Shares dropped to $37 in premarket session
Cowen also reduced its price target on the shares from $75 to $36, almost 50%. In the premarket session, the stock lost 1.5%, falling to $37.14. Coinbase shares lost 84% last year.
Positive predictions despite current developments
How Coinbase will perform in 2023 remains to be seen. According to experts, however, the regulated company has an excellent security record and disposes of a number of features that make it one of the safest platforms to trade, buy, and sell crypto.
Sterner scrutiny from regulators
The collapse of Sam Bankman-Fried’s exchange sent shock waves throughout the industry. One effect is likely to involve sterner scrutiny from watchdogs like the US Securities and Exchange Commission according to insiders.

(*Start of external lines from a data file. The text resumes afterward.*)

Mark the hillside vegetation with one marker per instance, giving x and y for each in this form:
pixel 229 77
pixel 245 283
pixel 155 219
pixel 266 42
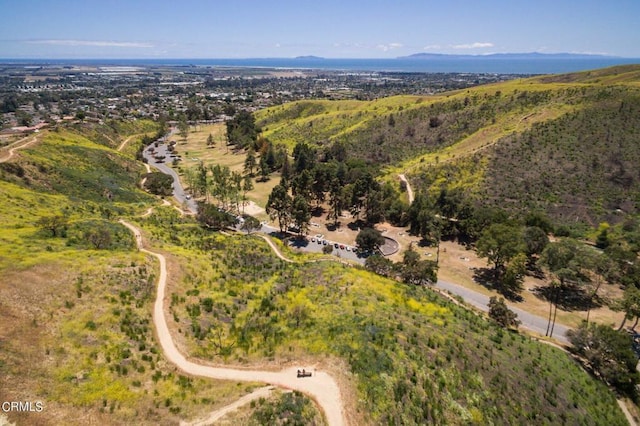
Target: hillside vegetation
pixel 415 357
pixel 564 144
pixel 76 297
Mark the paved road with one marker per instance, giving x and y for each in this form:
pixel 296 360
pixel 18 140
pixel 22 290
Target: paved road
pixel 320 386
pixel 529 321
pixel 178 191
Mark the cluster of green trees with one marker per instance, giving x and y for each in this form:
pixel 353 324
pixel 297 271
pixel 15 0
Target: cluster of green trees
pixel 228 189
pixel 412 270
pixel 609 354
pixel 316 177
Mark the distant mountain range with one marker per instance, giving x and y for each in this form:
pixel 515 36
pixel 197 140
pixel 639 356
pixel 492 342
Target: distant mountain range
pixel 531 55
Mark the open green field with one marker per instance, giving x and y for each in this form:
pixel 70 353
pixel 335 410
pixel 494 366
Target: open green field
pixel 413 355
pixel 78 304
pixel 194 150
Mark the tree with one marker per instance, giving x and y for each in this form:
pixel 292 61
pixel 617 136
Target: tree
pixel 279 206
pixel 609 353
pixel 210 141
pixel 250 162
pixel 56 224
pixel 300 214
pixel 535 240
pixel 513 277
pixel 210 216
pixel 250 224
pixel 420 272
pixel 158 183
pixel 369 239
pixel 410 256
pixel 380 265
pixel 264 169
pixel 183 127
pixel 630 305
pixel 100 237
pixel 336 201
pixel 302 184
pixel 304 157
pixel 564 259
pixel 499 244
pixel 500 313
pixel 247 185
pixel 242 130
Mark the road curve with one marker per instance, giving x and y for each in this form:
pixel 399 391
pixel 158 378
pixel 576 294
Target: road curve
pixel 321 386
pixel 529 321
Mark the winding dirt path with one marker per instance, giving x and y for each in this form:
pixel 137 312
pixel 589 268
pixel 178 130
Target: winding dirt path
pixel 263 392
pixel 409 189
pixel 321 386
pixel 22 143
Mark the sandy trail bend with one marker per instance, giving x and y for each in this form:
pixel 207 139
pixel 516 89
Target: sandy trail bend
pixel 263 392
pixel 321 386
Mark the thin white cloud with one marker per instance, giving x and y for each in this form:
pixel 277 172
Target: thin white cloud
pixel 390 46
pixel 476 45
pixel 92 43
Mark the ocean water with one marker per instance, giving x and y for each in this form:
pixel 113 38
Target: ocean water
pixel 540 65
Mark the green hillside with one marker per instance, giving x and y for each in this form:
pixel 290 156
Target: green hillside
pixel 563 144
pixel 75 306
pixel 77 298
pixel 413 356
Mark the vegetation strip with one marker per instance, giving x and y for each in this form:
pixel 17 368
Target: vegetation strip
pixel 322 387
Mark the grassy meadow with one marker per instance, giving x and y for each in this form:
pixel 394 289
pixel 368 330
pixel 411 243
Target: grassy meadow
pixel 412 356
pixel 76 328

Reduced crypto valuations will lead to lower retail trade volumes
Lowered crypto valuations will result in depressed retail trading activity. There is still some interest from institutional investors, but they are becoming far more cautious, conducting careful due diligence in each sector. Analysts George Kuhle and Stephen Glagola wrote in a note:
COIN’s business is significantly correlated to crypto asset prices, trading volumes and volatility.
Visibility remains low
The leading US exchange’s monthly trading volumes have been declining fairly consistently each month since the universal all-time high in November 2021.
Visibility remains low into a rebound and a stabilization in retail trading volumes in the current year considering the FTX contagion risks, the macroeconomic backdrop, and their compounded effects on crypto prices.